Confidence interval and p-value for relative risk using - margins - after logistic regression model

Goro Yamada

Join Date: Apr 2017
Posts: 6

Confidence interval and p-value for relative risk using - margins - after logistic regression model

03 Apr 2021, 16:05

I try to estimate relative risks (RRs) using - margins - after fitting a logistic model. Since log(RR) would is more normally distributed than RR, I am thinking of estimating log (RR) instead of RR, then exponentiate the point estimate and confidence interval. I see examples in the Stata pdf documentation and other posts that calculate RR directly, but I do not feel comfortable with the confidence interval symmetric around the point estimate. Also, I plan to obtain a p-value based on the test for log(RR) = 0. However, I wonder if estimating log(RR) would be a valid approach when estimating RRs based on predicted probabilities.

Code:

. use https://www.stata-press.com/data/r16/bangladesh, clear
. logit c_use i.urban age i.child3, or nolog
. margins child3, post

Predictive margins                              Number of obs     =      1,934
Model VCE    : OIM

Expression   : Pr(c_use), predict()

------------------------------------------------------------------------------
             |            Delta-method
             |     Margin   Std. Err.      z    P>|z|     [95% Conf. Interval]
-------------+----------------------------------------------------------------
      child3 |
          0  |   .3677632   .0153692    23.93   0.000     .3376401    .3978862
          1  |    .432382   .0214472    20.16   0.000     .3903462    .4744177
------------------------------------------------------------------------------

. nlcom (RR: _b[1.child3] / _b[0.child3])

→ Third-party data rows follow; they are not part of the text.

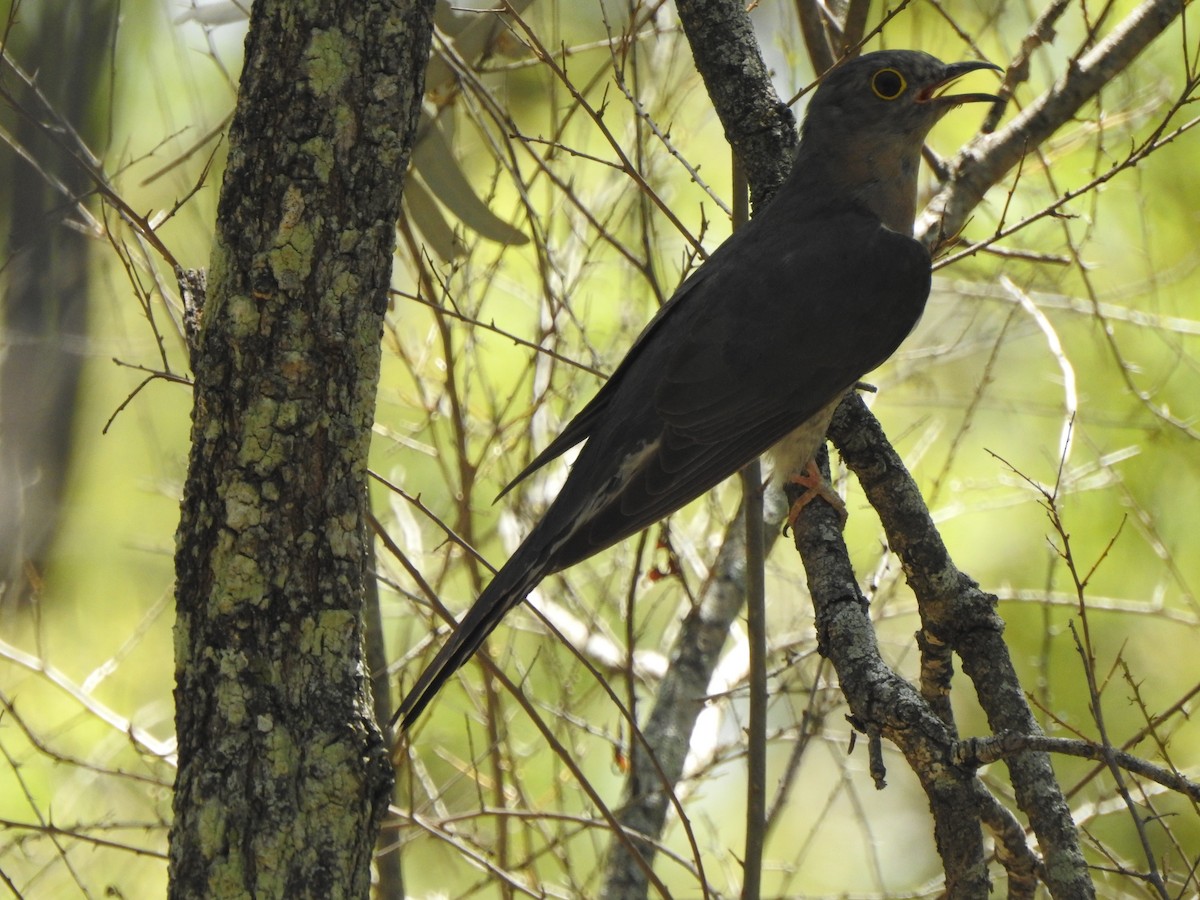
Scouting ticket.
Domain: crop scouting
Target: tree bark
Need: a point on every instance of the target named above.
(283, 775)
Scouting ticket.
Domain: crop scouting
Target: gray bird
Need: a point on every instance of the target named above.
(757, 347)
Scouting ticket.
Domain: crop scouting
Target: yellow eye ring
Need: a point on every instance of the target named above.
(888, 84)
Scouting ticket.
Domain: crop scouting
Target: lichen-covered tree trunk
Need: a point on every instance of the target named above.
(283, 775)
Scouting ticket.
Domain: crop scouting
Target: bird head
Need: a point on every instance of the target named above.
(891, 95)
(867, 123)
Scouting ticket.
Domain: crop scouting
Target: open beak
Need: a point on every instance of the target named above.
(954, 71)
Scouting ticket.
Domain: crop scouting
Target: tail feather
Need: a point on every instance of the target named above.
(505, 591)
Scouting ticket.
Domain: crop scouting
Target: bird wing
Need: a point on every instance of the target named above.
(777, 330)
(583, 421)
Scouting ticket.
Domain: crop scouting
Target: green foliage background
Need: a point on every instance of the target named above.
(975, 401)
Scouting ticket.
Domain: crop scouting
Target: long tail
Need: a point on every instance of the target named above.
(510, 586)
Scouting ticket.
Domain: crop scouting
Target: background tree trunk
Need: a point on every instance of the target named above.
(283, 775)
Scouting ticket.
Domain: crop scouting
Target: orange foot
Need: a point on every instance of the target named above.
(814, 485)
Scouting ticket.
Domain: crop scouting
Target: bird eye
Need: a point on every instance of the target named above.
(888, 84)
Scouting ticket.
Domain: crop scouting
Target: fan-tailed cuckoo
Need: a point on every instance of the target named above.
(759, 346)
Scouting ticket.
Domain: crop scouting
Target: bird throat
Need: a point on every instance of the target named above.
(881, 179)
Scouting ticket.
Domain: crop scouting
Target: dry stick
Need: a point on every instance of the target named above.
(885, 705)
(958, 615)
(756, 633)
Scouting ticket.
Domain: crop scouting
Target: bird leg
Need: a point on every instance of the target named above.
(814, 485)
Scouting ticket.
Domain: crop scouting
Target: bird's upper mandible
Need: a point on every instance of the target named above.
(865, 126)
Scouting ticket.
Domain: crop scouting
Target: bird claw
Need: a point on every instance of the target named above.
(814, 485)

          RR:  _b[1.child3] / _b[0.child3]

------------------------------------------------------------------------------
             |      Coef.   Std. Err.      z    P>|z|     [95% Conf. Interval]
-------------+----------------------------------------------------------------
          RR |   1.175708   .0849553    13.84   0.000     1.009198    1.342217
------------------------------------------------------------------------------

. nlcom (log_RR: log(_b[1.child3] / _b[0.child3]))

      log_RR:  log(_b[1.child3] / _b[0.child3])

------------------------------------------------------------------------------
             |      Coef.   Std. Err.      z    P>|z|     [95% Conf. Interval]
-------------+----------------------------------------------------------------
      log_RR |   .1618703   .0722589     2.24   0.025     .0202455    .3034951
------------------------------------------------------------------------------

. local b  = exp(r(b)[1,1])
. local lb = exp(r(b)[1,1] - 1.96*sqrt(r(V)[1,1]))
. local ub = exp(r(b)[1,1] + 1.96*sqrt(r(V)[1,1]))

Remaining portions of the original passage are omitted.